Gomis ci introduce da subito nell’ambito di uno dei suoi concerti, piccole realtà dove si concentra uno spaccato della società congolese e che consentono al regista franco-senegalese di raccontarci in forma efficace e diretta alcune dinamiche sociali.
La musica, affidata in buona parte al collettivo Kasai Allstars, combo congolese sotto contratto con la belga Crammed discs, serve a Gomis come propellente narrativo in quella misura dilatata che dissolve la struttura del racconto nella ripetizione del ritmo. La modalità non è molto diversa dal primo cinema di Abdellatif Kechiche, dove la libertà performativa si sostituisce agli snodi narrativi, consentendoci di costruire il racconto mediante coordinate ritmiche, anche interne all’immagine stessa.

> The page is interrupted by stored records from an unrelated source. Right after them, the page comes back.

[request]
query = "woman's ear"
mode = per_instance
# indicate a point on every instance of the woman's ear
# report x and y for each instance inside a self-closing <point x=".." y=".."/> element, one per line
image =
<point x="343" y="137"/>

Felicité é sicuramente un interessante lavoro documentale sui suoni e sulla musica congolese e allo stesso tempo riesce ad approfondire la storia di alcuni personaggi attraverso una serie di stazioni narrative che hanno il compito di raccontare il paese. Il difficile accesso al sistema sanitario, il ruolo delle donne, il divario economico tra due strati della popolazione, la complessa situazione di una cittá come Kinshasa di cui Gomis non mostra il volto piú violento se non in alcuni passaggi marginali, confinandone lo spirito proprio nei numeri musicali, dove le feste all’interno delle baraccopoli lontane dal centro esplodono e la birra scorre a fiumi.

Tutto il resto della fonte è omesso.